Laurens se mit à réfléchir. Les dernières paroles de Landau réveillèrent ses appréhensions. Cet comme là était-il sincère, voulait-il le servir, ou bien n’avait-il d’autre motif que de satisfaire à l’endroit de Pétrini une vengeance personnelle ?

— À la fin, se dit-il, il faut risquer ; il m’a l’air honnête, et s’il veut trahir, eh-bien, je serai sur mes gardes.

— Quel serait alors votre plan, poursuivit-il tout haut ?

— Combattre la ruse, par la ruse, l’audace par l’audace, c’est le seul moyen d’arriver à un résultat.

Quand vous reverrez Pétrini tout-à-l’heure ayez l’air découragé et dites que vos renseignements vous avaient trompé. Faites-en autant pour Gilles Peyron.

Ce soir, il y aura probablement au château une réunion pour préparer de nouvelles recherches, Tâchez que deux ou trois hommes résolus soient là avec l’agent de police. Alors faites part publiquement de ce que je vous ai dit. Accusez sans crainte Pétrini et Gilles Peyron. Si l’on demande des preuves, je serai là et je paraîtrai au bon moment. Maintenant, il commence à se faire tard ; rejoignez votre parti ; et comptez sur moi.

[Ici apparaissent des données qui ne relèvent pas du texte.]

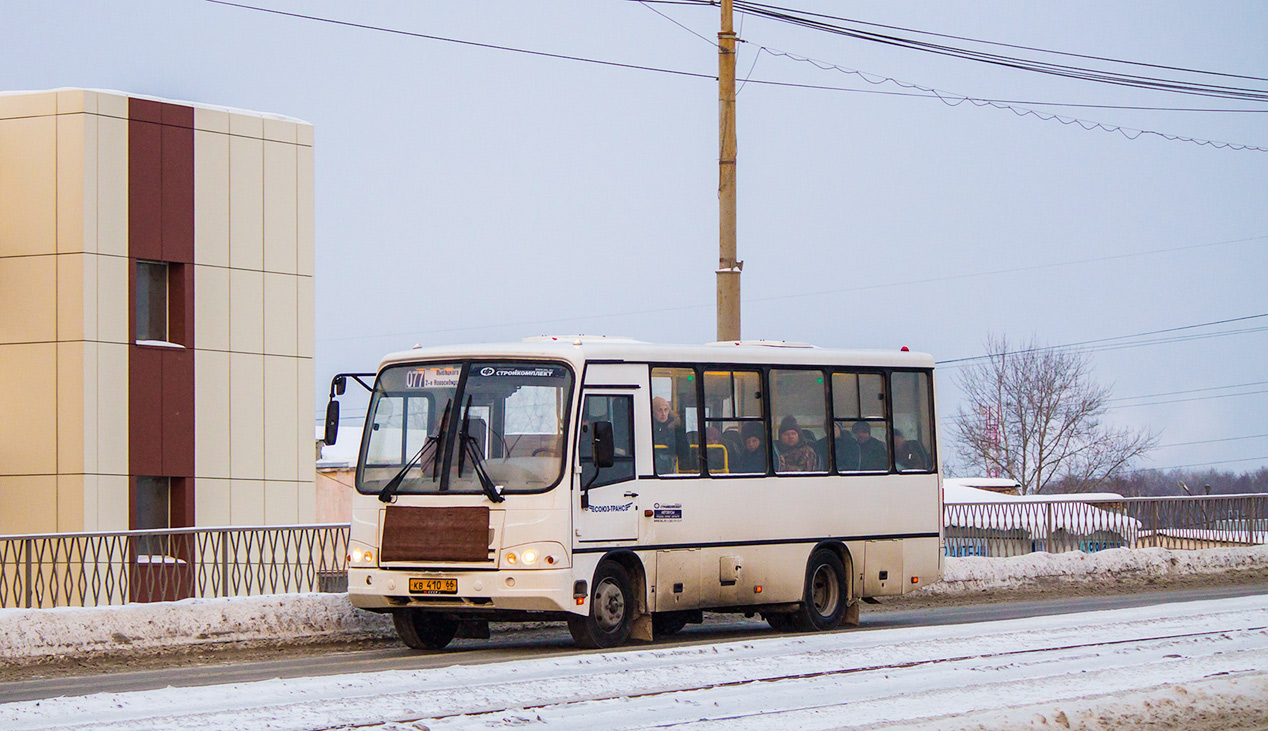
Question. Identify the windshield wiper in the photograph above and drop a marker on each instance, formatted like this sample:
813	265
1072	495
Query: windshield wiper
388	491
468	444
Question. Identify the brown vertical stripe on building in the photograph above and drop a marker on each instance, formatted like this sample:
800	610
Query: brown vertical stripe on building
161	229
178	194
145	190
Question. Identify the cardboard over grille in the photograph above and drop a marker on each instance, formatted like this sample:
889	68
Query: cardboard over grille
435	534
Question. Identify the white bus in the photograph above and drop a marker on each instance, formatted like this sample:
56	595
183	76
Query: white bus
627	486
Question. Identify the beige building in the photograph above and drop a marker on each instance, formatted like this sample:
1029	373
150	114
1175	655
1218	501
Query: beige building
156	302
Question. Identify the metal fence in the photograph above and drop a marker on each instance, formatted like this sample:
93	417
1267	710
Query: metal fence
97	569
1012	527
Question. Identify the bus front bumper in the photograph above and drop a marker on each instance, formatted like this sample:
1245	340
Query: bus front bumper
477	592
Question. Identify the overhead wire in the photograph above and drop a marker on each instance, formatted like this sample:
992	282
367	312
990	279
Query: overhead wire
984	42
1211	441
1193	465
1190	391
1018	108
817	293
460	42
1098	340
955	99
1187	400
1031	65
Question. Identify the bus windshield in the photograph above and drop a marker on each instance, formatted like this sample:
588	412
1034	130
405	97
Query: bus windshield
511	414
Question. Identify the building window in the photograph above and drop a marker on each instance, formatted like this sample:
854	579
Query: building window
152	301
154	512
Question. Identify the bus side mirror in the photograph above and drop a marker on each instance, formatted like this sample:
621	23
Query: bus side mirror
331	421
604	444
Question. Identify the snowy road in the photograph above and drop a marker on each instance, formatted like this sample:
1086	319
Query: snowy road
1206	655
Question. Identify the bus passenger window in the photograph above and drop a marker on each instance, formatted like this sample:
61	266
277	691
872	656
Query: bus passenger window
675	421
799	415
734	442
619	411
913	409
860	430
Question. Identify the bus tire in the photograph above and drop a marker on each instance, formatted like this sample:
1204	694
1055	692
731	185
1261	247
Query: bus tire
424	630
827	593
611	609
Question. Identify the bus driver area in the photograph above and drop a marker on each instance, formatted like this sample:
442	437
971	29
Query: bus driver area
627	487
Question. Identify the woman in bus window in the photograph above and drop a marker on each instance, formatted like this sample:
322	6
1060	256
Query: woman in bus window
667	435
908	453
795	453
751	458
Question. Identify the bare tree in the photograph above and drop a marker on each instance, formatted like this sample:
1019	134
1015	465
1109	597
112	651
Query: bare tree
1035	414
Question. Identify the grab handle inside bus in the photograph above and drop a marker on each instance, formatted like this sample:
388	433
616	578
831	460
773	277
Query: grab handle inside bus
602	452
605	446
331	423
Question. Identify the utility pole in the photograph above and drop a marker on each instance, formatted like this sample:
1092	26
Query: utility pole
728	267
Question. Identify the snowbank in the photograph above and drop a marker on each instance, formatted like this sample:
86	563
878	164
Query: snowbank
33	635
28	635
1132	566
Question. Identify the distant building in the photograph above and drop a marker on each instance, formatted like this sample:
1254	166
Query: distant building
979	522
999	485
156	314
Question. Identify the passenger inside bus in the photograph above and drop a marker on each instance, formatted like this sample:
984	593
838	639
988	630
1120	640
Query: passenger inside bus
751	453
847	449
873	454
908	453
668	437
795	453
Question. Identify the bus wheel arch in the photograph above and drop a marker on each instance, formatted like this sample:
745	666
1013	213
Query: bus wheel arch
828	590
618	604
853	583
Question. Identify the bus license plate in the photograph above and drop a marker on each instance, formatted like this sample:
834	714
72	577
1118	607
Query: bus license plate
434	585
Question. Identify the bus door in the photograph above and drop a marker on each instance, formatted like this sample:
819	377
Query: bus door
605	500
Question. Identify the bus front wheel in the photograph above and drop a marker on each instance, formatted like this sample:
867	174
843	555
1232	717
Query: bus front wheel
827	593
424	630
611	609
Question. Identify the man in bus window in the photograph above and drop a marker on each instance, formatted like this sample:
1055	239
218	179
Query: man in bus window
873	454
752	449
795	454
667	434
908	453
847	449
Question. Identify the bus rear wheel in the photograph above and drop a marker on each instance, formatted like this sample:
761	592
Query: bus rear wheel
827	593
424	630
611	609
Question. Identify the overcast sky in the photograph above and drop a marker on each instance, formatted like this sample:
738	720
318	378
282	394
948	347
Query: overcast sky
472	194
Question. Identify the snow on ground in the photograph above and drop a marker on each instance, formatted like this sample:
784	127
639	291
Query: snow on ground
280	619
45	633
1117	666
1135	566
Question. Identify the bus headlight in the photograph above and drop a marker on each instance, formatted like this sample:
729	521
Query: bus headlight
535	556
359	556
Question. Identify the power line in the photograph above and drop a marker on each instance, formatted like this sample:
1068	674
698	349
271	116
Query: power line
817	293
1187	400
1130	133
1190	391
1211	441
1195	465
1102	76
460	42
644	3
1042	348
1160	66
954	99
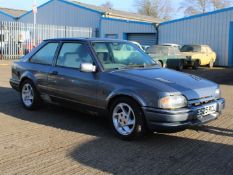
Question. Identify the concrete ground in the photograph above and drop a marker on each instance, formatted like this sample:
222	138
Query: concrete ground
54	140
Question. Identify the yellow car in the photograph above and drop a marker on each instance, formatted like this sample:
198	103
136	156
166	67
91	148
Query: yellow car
198	55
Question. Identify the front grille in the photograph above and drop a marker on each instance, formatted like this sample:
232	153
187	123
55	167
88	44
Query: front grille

Landau partit sur ces paroles et se perdit dans le bois.

Laurens retourna à son cheval et sauta en selle.

Comme il allait s’éloigner, il lui sembla voir glisser une masse grisâtre des branches d’un hêtre touffu ; mais la chose se fit trop vite pour qu’il pût s’en rendre compte.

Si le bois avait été moins épais, il aurait pu voir que cette masse avait une tête et des jambes et qu’elle courrait de toutes ses forces dans la direction qu’avait prise Jacques Landau.

Quand Laurens arriva dans l’éclaircie, tous les autres étaient rendus et l’attendaient.

Rien, dit Maximus, d’un air découragé, rien encore ?

— Rien, répondit Laurens du même ton ; c’est désespérant.

— Allons, mes amis, poursuivit Maximus, nous recommencerons demain dans une autre direction, j’espère au moins que vous ne m’abandonnerez pas.

— Non, non, ! dirent toutes les voix.

— Alors ce soir, au château, je vous attends ; nous discuterons un nouveau plan, et peut-être que le Ciel nous viendra en aide.

Il reprit tristement le chemin du logis, suivi de toute la troupe.